Retailers Rally for 'Swipe Fee' Cuts
More than 100 small retailers rallied in front of the U.S. Capitol on Thursday to ask Congress to protect billions of dollars in pending cuts in merchant “swipe fees” for debit cards.
They said the proposed rollbacks in “interchange” fees, which they won as part of financial reform legislation, will allow them to retain more profits they can use to reinvest in their businesses and create jobs, or will give them savings they can pass along to consumers through lower product prices.
“In my business, the swipe fee folks, the interchange folks, the financial services folks are the only entity in my retail world that I cannot negotiate with,” Dennis Lane, president of the New England 7-Eleven Franchise Owners Association, said at the merchant event. “I can sit down and negotiate with Coke and Pepsi and all the folks that I do business with; I cannot negotiate with the Visa’s and the MasterCard’s of the world.”
The stakes in the fight have escalated in recent years with the soaring popularity in debit and prepaid cards—and merchants’ fee payments with them.
According to the Federal Reserve, in 2009, consumers used debit cards in nearly 38 billion retail transactions valued at $1.45 trillion. On average, banks collected 44 cents in interchange fees in the transactions that year--a little over 1% of each sale, but they added up to about $16 billion.
Last year, retailers persuaded lawmakers to give the Fed the power to set the fees at “reasonable” levels, “proportional to the cost incurred by the issuer with respect to the transaction.”
In a preliminary and controversial ruling in December, the Fed found the fees too high. It proposed capping them at 12 cents per transaction starting in July--a 70% reduction.
Banks, credit unions and other financial firms launched a counteroffensive that has mobilized trade groups and an army of lobbyists on both sides and cost millions.
Among other things, banks argue the proposed changes do not guarantee that retailers will pass savings on to consumers and that they could just boost the bottom lines of mainly a handful of large retailers like Wal-Mart (NYSE:WMT).
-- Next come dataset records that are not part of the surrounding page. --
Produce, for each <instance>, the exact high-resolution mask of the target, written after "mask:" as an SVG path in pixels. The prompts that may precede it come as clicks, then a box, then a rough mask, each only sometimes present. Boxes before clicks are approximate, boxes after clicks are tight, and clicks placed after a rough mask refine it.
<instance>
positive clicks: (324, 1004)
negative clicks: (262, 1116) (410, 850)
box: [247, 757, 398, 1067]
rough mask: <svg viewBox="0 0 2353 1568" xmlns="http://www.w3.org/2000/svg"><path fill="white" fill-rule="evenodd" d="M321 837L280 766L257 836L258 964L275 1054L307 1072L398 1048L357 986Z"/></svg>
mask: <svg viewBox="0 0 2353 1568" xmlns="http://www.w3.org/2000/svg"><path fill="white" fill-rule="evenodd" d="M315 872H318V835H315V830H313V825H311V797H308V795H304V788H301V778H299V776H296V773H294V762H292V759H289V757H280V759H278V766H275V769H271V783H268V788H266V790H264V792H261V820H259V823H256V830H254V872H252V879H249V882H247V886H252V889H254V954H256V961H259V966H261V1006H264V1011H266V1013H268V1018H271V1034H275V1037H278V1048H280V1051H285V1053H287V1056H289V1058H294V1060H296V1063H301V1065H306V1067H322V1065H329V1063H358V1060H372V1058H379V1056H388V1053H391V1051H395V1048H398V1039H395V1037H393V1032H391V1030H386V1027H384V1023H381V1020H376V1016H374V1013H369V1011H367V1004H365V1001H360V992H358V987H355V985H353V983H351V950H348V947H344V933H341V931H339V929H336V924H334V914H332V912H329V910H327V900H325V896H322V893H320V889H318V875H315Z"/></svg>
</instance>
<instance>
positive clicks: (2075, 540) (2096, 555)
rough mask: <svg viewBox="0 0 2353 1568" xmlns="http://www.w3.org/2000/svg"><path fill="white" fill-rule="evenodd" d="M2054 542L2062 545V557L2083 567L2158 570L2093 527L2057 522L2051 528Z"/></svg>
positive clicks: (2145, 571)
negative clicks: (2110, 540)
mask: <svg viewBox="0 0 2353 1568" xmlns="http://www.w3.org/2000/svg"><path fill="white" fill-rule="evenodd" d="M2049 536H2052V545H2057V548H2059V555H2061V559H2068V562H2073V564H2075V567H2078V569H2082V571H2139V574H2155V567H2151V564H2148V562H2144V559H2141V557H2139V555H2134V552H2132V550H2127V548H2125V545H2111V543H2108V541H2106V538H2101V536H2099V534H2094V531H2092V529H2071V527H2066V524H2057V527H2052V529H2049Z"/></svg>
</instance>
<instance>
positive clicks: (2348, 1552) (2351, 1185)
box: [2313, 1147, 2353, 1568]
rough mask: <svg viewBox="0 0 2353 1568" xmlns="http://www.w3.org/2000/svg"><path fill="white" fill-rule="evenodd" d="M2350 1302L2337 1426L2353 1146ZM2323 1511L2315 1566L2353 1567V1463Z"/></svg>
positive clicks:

Financial firms also say the Fed’s proposal could end up costing customers other ways.
“If financial institutions have to cover all of the costs or virtually all of the costs of debit, they will have to make it up somewhere,” said Bill Hampel, senior vice president at the Credit Union National Association and spokesman for the Electronic Payments Coalition. “And the most likely way to make that up is through increased fees on the consumers who use the debit cards. So that could be things like a monthly fee to have access to a debit card or a per-transaction fee.”
Hampel added that with new direct charges, many consumers could stop using debit cards, hurting retailers themselves.
Jaret Seiberg, a financial analyst in Washington with MF Global, called the faceoff “a battle between two big business groups, the banks and the merchants, with little upside for consumers.”
Financial firms support pending legislation that would put the cuts on hold for a year or two and require the Fed to conduct more research on them, a move merchants say buys firms time to kill the rollbacks.
The legislation is coming from Republican and Democratic lawmakers sympathetic mainly to smaller community banks and credit unions and now worried about possible cost-shifting to consumers, as well as too much regulation of financial markets.
The Fed plans to issue final fee rules in April. Seiberg believes it could “sweeten the pot” for banks by proposing smaller reductions that take into account additional costs for transactions, such as “network” charges and fraud losses.
Any changes in the law would likely pass the Republican-controlled House, Seiberg said. But they will require at least 60 votes to get through the Democratic-controlled Senate – a high hurdle for any legislation these days in the highly-charged, politically divided body. As a result, he said banks have an uphill fight.
“Right now, the banks have some momentum--but the retailers only need to play defense,” Seiberg said. “And it’s a lot easier in Washington to block something than it is to enact something, so the merchants still have the edge in this fight.”